There are a few important reasons to eat plants:

  1. Health. The basis of this guide is health, and many people switch to eating plants because they want to lose weight, improve their heart health, stay healthy as they age, improve blood pressure or deal with diabetes. A plant-based diet has been shown to help with all of these things — if you also stay away from the processed foods. A diet of processed flour and sugar and fried foods isn’t healthy even if it’s all plants (more on this below). The healthiest populations in the world are plant based: the Okinawans (traditionally at almost all plants such as sweet potatoes, soybeans, lots of veggies, with a little fish and occasional pork), the Sardinians (beans & veggies, red wine, some cheese, meat only once a week), and the vegan Seventh-Day Adventists in Loma Linda, California who are the longest-living Americans. Eating plants is the best thing you can do to reduce your risk of the leading causes of death.
  2. Environment. Honestly, while this is very important to me, it’s probably the least important of the three reasons on this list (for me personally, that is). But it’s huge: the biggest way to reduce your carbon footprint is to stop eating animal products — better than giving up a car (next best) or using less energy in your home or traveling by plane less or recycling or using solar energy or driving an electric car or buying fewer things. The animals we raise for food production use a ton of resources, eat way more plants than we do (which in turn also require resources to be grown), give off huge amounts of planet-warming methane, breathe out a lot of carbon dioxide, and create a lot of pollution. This 2006 United Nations report concludes that “Livestock have a substantial impact on the world’s water, land and biodiversity resources and contribute significantly to climate change.
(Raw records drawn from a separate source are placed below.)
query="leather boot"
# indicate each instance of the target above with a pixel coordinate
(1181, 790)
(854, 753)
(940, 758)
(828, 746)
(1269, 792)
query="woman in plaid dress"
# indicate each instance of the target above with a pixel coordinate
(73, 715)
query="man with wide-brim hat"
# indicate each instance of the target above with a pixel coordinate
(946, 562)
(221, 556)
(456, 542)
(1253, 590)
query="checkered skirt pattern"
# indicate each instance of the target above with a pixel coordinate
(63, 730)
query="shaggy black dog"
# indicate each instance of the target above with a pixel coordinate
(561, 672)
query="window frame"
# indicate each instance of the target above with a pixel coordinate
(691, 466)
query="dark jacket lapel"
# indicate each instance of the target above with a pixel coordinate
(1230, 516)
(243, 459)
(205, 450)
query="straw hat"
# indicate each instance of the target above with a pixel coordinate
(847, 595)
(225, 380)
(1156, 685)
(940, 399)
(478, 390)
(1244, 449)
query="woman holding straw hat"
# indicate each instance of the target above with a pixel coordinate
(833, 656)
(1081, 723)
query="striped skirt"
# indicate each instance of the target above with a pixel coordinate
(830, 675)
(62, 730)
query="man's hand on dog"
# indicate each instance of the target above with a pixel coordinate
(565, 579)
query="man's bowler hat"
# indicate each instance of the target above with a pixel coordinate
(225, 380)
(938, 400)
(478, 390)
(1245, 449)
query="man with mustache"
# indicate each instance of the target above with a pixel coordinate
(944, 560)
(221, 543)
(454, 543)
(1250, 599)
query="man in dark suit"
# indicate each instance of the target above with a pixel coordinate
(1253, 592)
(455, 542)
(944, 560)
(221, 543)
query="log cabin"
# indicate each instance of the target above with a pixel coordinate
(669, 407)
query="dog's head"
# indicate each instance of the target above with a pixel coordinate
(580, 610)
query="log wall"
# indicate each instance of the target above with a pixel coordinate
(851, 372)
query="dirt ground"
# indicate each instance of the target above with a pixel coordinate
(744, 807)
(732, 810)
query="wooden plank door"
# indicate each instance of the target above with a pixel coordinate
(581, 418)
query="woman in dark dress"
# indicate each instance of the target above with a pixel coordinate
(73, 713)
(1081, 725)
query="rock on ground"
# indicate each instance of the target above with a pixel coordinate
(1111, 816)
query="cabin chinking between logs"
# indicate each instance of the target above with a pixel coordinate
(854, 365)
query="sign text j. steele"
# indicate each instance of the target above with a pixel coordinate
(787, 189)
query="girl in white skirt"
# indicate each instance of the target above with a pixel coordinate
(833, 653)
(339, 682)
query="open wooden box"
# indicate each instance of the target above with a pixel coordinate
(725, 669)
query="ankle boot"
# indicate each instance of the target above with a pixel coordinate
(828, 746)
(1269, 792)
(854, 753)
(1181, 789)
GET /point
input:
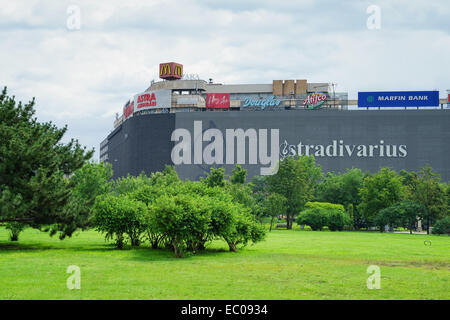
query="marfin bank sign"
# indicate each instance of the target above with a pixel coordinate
(398, 99)
(262, 147)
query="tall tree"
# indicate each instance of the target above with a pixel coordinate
(343, 189)
(296, 180)
(238, 175)
(379, 191)
(34, 165)
(427, 190)
(87, 183)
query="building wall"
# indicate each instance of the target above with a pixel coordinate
(424, 133)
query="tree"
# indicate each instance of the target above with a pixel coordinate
(379, 191)
(15, 228)
(238, 175)
(442, 226)
(274, 205)
(86, 184)
(320, 214)
(404, 213)
(245, 229)
(215, 178)
(118, 216)
(427, 190)
(34, 164)
(343, 189)
(316, 218)
(183, 218)
(296, 180)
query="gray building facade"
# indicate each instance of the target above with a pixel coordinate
(196, 141)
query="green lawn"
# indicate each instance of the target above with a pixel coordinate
(287, 265)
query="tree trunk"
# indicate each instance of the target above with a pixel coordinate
(288, 222)
(120, 241)
(232, 246)
(14, 236)
(271, 222)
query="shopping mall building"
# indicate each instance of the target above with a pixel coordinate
(195, 124)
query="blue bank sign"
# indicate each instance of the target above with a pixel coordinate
(398, 99)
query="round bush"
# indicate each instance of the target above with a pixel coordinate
(442, 226)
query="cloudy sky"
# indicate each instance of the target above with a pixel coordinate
(82, 77)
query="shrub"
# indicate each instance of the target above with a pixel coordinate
(15, 229)
(320, 214)
(183, 218)
(316, 218)
(338, 219)
(118, 216)
(245, 229)
(442, 226)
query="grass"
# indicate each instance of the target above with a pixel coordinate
(289, 264)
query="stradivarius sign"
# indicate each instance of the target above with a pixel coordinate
(262, 147)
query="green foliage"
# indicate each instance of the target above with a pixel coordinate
(184, 219)
(425, 188)
(118, 216)
(274, 205)
(245, 229)
(343, 189)
(316, 218)
(33, 166)
(243, 194)
(320, 214)
(86, 184)
(215, 178)
(238, 175)
(296, 180)
(442, 226)
(380, 190)
(15, 229)
(404, 214)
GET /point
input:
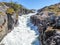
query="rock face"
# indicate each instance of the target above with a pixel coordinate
(3, 26)
(48, 27)
(7, 21)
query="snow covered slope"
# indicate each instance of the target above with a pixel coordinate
(22, 34)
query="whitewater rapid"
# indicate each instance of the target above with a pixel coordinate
(24, 34)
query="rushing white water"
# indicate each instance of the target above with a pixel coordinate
(24, 34)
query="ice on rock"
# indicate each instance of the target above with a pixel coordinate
(22, 34)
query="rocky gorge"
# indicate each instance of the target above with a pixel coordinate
(9, 17)
(48, 22)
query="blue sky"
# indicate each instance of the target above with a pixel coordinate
(35, 4)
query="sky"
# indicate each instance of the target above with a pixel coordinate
(34, 4)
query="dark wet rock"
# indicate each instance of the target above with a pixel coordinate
(47, 27)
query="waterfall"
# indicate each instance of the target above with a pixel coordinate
(23, 34)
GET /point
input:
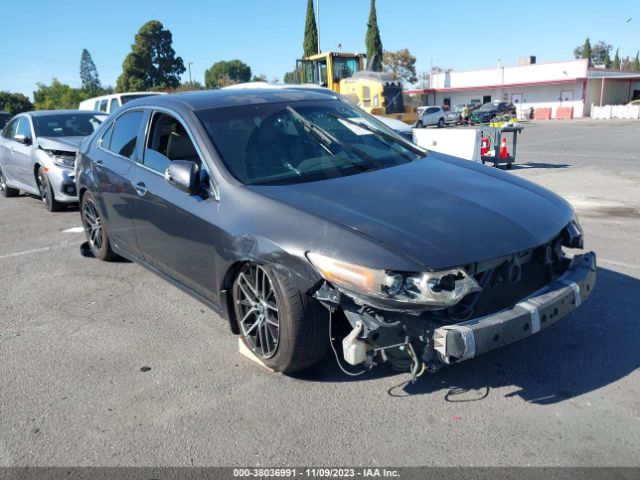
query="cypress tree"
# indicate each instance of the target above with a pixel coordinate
(635, 66)
(616, 61)
(310, 44)
(372, 40)
(586, 50)
(89, 73)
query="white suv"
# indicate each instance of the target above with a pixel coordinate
(430, 116)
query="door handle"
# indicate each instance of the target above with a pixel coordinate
(141, 189)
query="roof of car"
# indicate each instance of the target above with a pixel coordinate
(45, 113)
(206, 99)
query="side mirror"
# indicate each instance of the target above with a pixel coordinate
(184, 175)
(23, 139)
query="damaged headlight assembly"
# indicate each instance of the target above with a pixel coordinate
(62, 159)
(429, 290)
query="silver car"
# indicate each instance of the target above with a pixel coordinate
(37, 154)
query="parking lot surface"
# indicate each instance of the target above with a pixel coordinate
(76, 334)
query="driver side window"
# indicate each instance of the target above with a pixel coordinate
(168, 140)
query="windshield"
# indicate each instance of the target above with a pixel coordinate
(488, 106)
(303, 141)
(67, 124)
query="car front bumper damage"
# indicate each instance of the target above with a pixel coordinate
(407, 340)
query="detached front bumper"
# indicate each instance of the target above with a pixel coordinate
(469, 339)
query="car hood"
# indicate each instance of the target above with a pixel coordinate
(440, 211)
(66, 144)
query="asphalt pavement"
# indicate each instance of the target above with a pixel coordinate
(106, 364)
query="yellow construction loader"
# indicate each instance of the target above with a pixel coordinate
(375, 92)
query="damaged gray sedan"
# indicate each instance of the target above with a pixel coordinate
(290, 211)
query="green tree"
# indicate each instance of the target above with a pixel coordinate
(310, 45)
(14, 103)
(583, 51)
(89, 74)
(289, 77)
(152, 62)
(401, 64)
(635, 65)
(616, 61)
(225, 73)
(58, 96)
(373, 41)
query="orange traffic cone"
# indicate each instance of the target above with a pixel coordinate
(484, 146)
(503, 148)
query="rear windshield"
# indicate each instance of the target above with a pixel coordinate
(271, 144)
(67, 124)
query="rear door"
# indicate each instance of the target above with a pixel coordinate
(117, 152)
(176, 232)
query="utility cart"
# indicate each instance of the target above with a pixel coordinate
(492, 148)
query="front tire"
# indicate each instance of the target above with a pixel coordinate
(95, 229)
(5, 190)
(284, 328)
(46, 192)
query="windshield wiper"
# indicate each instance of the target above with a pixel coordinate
(381, 133)
(327, 140)
(323, 137)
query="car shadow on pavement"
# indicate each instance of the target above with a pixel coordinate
(593, 347)
(529, 165)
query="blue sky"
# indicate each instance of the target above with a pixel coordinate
(47, 39)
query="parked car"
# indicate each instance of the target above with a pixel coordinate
(111, 102)
(490, 110)
(430, 116)
(270, 204)
(37, 154)
(4, 119)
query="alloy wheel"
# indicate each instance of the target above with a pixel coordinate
(92, 224)
(257, 307)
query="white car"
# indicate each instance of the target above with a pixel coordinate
(430, 116)
(110, 103)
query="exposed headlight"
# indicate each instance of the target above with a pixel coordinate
(62, 159)
(573, 234)
(432, 289)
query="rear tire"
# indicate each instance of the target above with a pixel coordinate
(95, 229)
(5, 190)
(46, 192)
(283, 327)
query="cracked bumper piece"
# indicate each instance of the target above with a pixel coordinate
(468, 339)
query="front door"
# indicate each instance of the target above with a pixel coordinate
(176, 232)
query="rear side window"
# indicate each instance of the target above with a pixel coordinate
(168, 140)
(10, 130)
(125, 133)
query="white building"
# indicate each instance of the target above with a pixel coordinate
(557, 84)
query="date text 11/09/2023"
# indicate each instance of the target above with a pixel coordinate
(316, 472)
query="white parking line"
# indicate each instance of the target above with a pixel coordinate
(25, 252)
(619, 264)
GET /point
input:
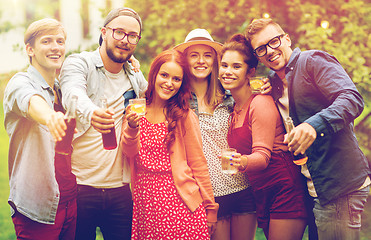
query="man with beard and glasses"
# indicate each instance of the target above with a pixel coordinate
(103, 176)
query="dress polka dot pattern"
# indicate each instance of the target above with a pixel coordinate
(158, 211)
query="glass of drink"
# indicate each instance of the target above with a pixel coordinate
(138, 105)
(227, 168)
(63, 147)
(256, 83)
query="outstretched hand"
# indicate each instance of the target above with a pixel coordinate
(266, 88)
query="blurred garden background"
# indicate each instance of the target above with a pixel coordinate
(340, 27)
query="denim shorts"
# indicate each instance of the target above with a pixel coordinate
(238, 203)
(341, 218)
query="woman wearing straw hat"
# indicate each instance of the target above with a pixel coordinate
(236, 215)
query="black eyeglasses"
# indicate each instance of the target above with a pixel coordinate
(119, 34)
(273, 43)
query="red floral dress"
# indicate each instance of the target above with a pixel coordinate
(158, 211)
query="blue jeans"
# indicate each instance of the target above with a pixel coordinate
(109, 209)
(341, 218)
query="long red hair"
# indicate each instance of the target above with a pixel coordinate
(177, 107)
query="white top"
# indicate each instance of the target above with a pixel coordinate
(91, 163)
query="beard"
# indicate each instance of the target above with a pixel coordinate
(118, 59)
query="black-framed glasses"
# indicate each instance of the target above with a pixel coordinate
(273, 43)
(119, 34)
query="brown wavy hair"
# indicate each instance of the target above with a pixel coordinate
(177, 107)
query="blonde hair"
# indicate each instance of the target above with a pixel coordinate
(40, 28)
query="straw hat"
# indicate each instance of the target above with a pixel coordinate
(196, 37)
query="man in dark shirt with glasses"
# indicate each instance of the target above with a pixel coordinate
(315, 91)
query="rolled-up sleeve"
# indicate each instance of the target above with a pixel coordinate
(333, 82)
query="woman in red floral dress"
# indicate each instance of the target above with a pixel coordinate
(172, 192)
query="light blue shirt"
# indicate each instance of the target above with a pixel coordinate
(33, 188)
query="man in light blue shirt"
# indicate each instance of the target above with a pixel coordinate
(33, 127)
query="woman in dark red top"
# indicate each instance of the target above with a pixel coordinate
(257, 132)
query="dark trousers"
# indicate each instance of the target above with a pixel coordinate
(108, 209)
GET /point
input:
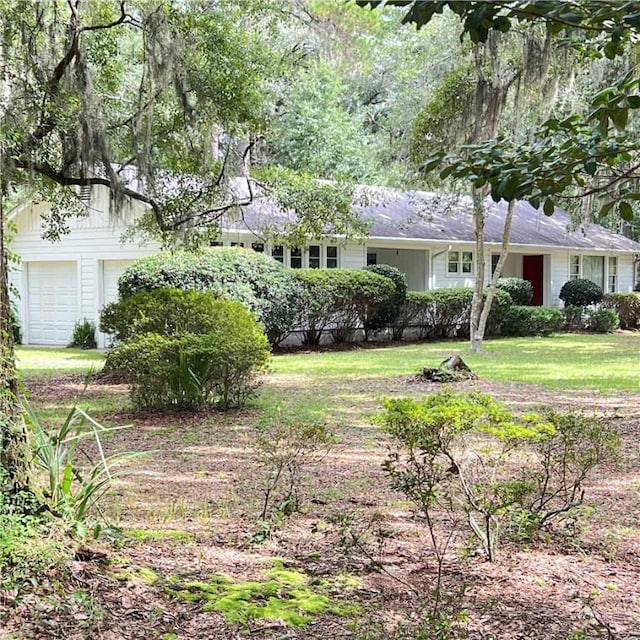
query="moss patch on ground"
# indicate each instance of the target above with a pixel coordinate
(286, 595)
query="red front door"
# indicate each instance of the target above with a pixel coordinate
(533, 271)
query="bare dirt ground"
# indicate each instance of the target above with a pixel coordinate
(198, 492)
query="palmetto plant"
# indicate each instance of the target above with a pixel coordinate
(72, 487)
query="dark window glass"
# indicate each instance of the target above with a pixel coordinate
(332, 257)
(296, 258)
(277, 253)
(314, 256)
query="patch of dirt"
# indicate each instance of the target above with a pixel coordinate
(199, 490)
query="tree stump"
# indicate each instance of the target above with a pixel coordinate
(453, 369)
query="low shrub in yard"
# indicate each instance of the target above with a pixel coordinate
(84, 335)
(189, 371)
(602, 320)
(259, 282)
(628, 307)
(163, 311)
(339, 301)
(530, 321)
(520, 290)
(471, 457)
(580, 293)
(387, 313)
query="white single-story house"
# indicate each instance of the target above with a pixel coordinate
(432, 241)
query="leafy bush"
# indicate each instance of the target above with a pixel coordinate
(84, 335)
(531, 321)
(339, 301)
(520, 290)
(446, 313)
(411, 312)
(388, 312)
(262, 284)
(463, 454)
(163, 311)
(183, 370)
(628, 307)
(580, 293)
(602, 320)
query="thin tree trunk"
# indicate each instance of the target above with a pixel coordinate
(14, 450)
(476, 302)
(506, 233)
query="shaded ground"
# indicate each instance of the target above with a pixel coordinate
(192, 505)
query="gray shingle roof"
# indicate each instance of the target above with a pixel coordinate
(444, 218)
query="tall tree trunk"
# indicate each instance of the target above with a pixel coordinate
(14, 450)
(504, 249)
(476, 303)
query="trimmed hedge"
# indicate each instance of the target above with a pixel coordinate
(387, 313)
(446, 313)
(263, 285)
(339, 301)
(580, 293)
(628, 307)
(187, 360)
(520, 290)
(531, 321)
(602, 320)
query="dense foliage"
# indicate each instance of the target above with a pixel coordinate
(628, 307)
(520, 290)
(530, 321)
(209, 355)
(339, 301)
(387, 313)
(262, 284)
(580, 293)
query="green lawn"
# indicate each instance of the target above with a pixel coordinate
(607, 363)
(49, 361)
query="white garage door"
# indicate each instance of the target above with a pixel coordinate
(52, 301)
(111, 271)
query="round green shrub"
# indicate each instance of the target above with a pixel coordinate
(520, 290)
(262, 284)
(164, 311)
(388, 311)
(531, 321)
(580, 293)
(182, 369)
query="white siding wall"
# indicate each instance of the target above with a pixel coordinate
(91, 240)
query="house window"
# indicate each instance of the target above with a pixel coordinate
(460, 262)
(296, 258)
(332, 257)
(314, 256)
(612, 274)
(593, 269)
(574, 267)
(495, 258)
(277, 253)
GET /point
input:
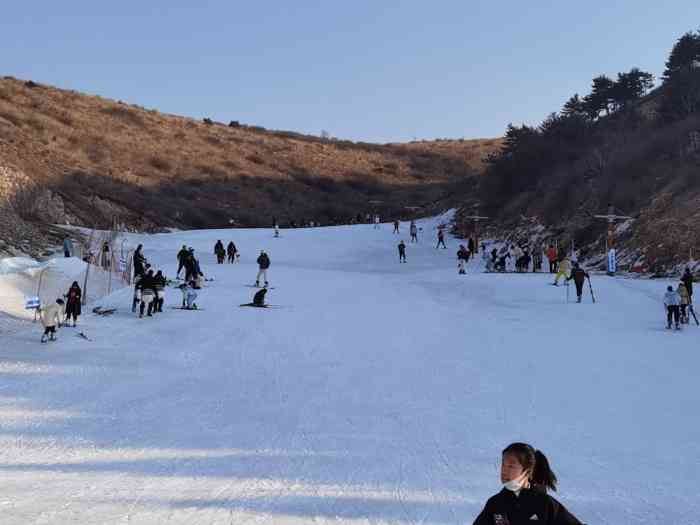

Animal agriculture produces 18 percent of the world’s greenhouse gas emissions (CO2 equivalents), compared with 13.5 percent from all forms of transportation combined.” And it takes 4,000 to 18,000 gallons of water to make the beef for one hamburger, according to a recent report from the U.S. geological survey.
  3. Compassion. For me, this is the most important reason to move away from eating animals. I’ve talked a lot about compassion on this site, but by far the most cruel thing any of us does each day is consume animals (and their products). The cruelty that is perpetuated on these living, feeling, suffering beings on our behalf is enormous and undeniable. If you don’t believe me, watch this video with Sir Paul McCartney or this video about pigs. While I became vegan for health reasons, I stick with it for reasons of compassion — wanting to reduce the suffering of othersentient beings.